What do I do?! I feel like having a breakdown!!!!!

The fact that he puts his fragile ego before you and your kids is disgusting, why would he even take the risk of starting a business while you're pregnant?! He couldn't have waited until the baby was born and you had some savings behind you first? What a ridiculous man little boy. It would 100% be the end of the road for me. You and your kids deserve better. Ask your parents if they can stay a little longer until you've recovered and then it's ultimatum time, get a real job and provide for your family or get out. Hoping things get better for you, OP.

Havingaswimmoose · 14/04/2025 00:10

He took the Universal Credit money for use on his job . Universal credit for food. He took it. While letting the mother of his child go without pads.

He took any money that's been loaned to them.
Including OP money when she covered his bank outgoings.
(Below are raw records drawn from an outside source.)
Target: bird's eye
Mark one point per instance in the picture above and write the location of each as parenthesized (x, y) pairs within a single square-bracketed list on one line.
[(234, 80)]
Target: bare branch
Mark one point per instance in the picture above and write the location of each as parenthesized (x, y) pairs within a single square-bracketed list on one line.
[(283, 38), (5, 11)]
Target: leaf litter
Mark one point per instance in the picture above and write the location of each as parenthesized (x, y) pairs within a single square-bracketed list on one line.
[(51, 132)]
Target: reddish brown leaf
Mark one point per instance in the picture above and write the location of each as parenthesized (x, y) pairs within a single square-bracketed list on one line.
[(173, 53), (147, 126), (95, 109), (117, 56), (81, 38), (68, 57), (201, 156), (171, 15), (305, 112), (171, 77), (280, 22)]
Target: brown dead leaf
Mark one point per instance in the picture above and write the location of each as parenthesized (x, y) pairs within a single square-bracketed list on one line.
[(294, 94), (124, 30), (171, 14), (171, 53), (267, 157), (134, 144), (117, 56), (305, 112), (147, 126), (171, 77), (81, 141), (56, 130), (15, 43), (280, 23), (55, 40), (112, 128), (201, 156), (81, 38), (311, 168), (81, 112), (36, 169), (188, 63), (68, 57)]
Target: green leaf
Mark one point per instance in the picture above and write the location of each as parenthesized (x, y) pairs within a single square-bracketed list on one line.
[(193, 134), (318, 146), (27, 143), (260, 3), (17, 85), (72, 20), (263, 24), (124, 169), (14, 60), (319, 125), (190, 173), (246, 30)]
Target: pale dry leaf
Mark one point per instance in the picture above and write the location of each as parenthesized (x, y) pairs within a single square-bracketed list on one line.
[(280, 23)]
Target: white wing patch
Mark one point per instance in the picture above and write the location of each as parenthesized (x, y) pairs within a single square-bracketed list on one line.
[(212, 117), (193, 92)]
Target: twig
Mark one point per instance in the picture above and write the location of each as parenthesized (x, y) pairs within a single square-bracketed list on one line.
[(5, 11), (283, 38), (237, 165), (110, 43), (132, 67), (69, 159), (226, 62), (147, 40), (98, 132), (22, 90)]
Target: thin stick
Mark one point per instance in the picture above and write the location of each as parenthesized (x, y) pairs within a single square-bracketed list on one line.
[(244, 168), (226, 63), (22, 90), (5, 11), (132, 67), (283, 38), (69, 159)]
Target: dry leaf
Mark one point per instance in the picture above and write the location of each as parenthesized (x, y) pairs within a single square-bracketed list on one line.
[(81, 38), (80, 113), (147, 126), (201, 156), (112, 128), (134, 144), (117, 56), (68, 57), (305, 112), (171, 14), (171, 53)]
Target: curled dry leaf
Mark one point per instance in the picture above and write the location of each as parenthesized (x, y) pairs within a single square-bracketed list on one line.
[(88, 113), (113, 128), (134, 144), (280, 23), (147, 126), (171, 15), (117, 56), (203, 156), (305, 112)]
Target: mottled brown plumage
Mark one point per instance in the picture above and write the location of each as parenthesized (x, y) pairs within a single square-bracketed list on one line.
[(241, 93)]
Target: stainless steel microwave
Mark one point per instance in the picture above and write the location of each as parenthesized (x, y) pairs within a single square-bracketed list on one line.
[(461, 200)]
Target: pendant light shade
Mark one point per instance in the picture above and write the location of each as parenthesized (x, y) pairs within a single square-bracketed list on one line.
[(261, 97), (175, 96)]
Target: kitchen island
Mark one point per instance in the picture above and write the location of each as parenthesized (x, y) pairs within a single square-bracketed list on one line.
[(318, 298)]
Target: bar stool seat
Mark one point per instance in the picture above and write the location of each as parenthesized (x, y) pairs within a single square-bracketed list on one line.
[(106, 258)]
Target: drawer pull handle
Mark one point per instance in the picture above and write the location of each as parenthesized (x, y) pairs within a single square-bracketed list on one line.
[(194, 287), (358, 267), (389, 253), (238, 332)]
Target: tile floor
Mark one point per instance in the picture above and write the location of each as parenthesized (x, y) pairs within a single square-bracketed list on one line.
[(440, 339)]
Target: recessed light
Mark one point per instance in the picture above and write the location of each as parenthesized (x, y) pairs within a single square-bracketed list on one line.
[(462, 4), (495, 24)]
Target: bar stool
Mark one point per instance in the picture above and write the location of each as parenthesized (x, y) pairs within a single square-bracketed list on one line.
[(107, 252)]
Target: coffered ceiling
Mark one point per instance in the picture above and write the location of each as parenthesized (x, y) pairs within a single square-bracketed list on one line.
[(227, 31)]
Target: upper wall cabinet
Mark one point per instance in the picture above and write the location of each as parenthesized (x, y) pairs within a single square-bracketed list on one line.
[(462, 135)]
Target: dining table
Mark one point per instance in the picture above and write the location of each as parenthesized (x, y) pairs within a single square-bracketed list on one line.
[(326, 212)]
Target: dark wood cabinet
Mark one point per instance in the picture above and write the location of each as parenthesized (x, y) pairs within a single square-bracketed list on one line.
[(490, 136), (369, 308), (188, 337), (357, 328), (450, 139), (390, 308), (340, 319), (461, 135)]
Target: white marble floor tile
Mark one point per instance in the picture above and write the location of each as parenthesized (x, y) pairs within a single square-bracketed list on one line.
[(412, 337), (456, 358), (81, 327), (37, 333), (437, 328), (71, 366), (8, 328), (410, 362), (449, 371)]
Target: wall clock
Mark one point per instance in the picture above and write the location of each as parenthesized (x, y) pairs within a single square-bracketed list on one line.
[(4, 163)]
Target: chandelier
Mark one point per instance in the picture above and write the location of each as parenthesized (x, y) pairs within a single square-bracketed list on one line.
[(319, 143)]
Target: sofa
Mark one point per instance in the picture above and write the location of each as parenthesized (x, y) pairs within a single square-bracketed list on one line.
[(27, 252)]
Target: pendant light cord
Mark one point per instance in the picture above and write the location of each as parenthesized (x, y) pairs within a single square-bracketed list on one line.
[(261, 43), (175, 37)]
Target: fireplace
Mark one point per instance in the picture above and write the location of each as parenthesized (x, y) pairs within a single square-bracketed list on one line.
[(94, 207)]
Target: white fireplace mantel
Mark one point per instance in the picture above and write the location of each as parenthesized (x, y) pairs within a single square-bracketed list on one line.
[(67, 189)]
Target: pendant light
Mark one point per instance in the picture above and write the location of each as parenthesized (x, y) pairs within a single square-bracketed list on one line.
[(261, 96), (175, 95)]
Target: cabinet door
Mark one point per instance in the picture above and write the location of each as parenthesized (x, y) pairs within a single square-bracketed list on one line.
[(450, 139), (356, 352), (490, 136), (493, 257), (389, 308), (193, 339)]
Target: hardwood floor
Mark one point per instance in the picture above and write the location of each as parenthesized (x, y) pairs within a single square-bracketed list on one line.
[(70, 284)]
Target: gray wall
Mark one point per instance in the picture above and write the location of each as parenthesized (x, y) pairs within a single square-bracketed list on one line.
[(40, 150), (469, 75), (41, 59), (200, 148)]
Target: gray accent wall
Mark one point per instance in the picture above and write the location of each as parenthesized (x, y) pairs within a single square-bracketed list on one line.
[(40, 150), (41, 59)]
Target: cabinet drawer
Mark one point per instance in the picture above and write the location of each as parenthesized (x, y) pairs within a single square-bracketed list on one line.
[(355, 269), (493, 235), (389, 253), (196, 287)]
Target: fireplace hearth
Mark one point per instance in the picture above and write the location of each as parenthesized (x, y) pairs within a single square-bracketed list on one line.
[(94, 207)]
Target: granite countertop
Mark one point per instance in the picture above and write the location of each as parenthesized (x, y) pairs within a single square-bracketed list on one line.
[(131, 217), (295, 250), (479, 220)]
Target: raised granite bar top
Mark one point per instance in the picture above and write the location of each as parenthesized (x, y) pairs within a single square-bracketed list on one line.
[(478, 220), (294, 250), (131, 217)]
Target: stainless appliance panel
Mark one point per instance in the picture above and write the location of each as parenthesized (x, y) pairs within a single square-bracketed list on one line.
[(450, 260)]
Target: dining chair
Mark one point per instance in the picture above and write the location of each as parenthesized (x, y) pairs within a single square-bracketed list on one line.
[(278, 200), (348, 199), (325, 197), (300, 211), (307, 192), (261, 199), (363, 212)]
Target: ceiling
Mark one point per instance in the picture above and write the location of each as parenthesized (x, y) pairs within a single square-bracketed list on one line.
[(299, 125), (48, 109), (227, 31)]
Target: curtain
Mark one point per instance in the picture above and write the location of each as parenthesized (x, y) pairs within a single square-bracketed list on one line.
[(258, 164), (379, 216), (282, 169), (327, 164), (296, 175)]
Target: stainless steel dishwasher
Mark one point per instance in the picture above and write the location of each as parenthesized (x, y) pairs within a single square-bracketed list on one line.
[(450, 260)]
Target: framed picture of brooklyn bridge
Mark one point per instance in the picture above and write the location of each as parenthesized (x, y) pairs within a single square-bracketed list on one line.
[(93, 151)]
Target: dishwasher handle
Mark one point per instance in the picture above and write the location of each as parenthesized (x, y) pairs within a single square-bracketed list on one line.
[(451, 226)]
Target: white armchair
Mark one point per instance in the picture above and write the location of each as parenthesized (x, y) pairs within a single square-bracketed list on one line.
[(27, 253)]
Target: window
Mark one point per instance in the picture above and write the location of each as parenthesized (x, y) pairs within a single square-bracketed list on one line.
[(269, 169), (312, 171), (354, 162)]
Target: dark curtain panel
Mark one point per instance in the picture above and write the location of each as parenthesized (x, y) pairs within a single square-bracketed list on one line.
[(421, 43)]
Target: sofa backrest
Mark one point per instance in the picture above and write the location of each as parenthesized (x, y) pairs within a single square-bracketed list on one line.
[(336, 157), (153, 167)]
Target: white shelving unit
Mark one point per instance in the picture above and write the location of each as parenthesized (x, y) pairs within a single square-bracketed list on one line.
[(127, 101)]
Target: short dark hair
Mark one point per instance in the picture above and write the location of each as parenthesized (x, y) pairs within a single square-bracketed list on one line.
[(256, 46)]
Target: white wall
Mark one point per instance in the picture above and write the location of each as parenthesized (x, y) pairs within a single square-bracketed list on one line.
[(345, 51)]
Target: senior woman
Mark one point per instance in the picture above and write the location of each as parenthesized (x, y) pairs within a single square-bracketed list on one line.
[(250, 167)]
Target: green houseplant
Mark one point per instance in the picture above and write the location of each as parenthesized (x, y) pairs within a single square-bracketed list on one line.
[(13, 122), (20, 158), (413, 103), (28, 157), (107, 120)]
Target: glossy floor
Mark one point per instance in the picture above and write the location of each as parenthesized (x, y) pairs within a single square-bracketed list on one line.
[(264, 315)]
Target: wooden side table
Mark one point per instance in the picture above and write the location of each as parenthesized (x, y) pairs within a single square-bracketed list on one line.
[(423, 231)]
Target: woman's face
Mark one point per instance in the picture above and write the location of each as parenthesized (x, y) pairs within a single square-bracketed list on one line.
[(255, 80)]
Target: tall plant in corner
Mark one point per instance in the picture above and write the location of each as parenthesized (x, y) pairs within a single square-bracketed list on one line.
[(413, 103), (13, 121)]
He took her money for her bank outgoings as well.

Lowest of the low.

Are we sure that there is an actual job going on? Is he gambling or spending on cocaine etc?

In her shoes I'd not need the answers. I'd know it was over and wait for my recovery then get rid.
I'd never be able to forget or forgive. Or trust him. We would have no future.

Ottersmith · 14/04/2025 02:22

Are you not entitled to state maternity pay and other benefits?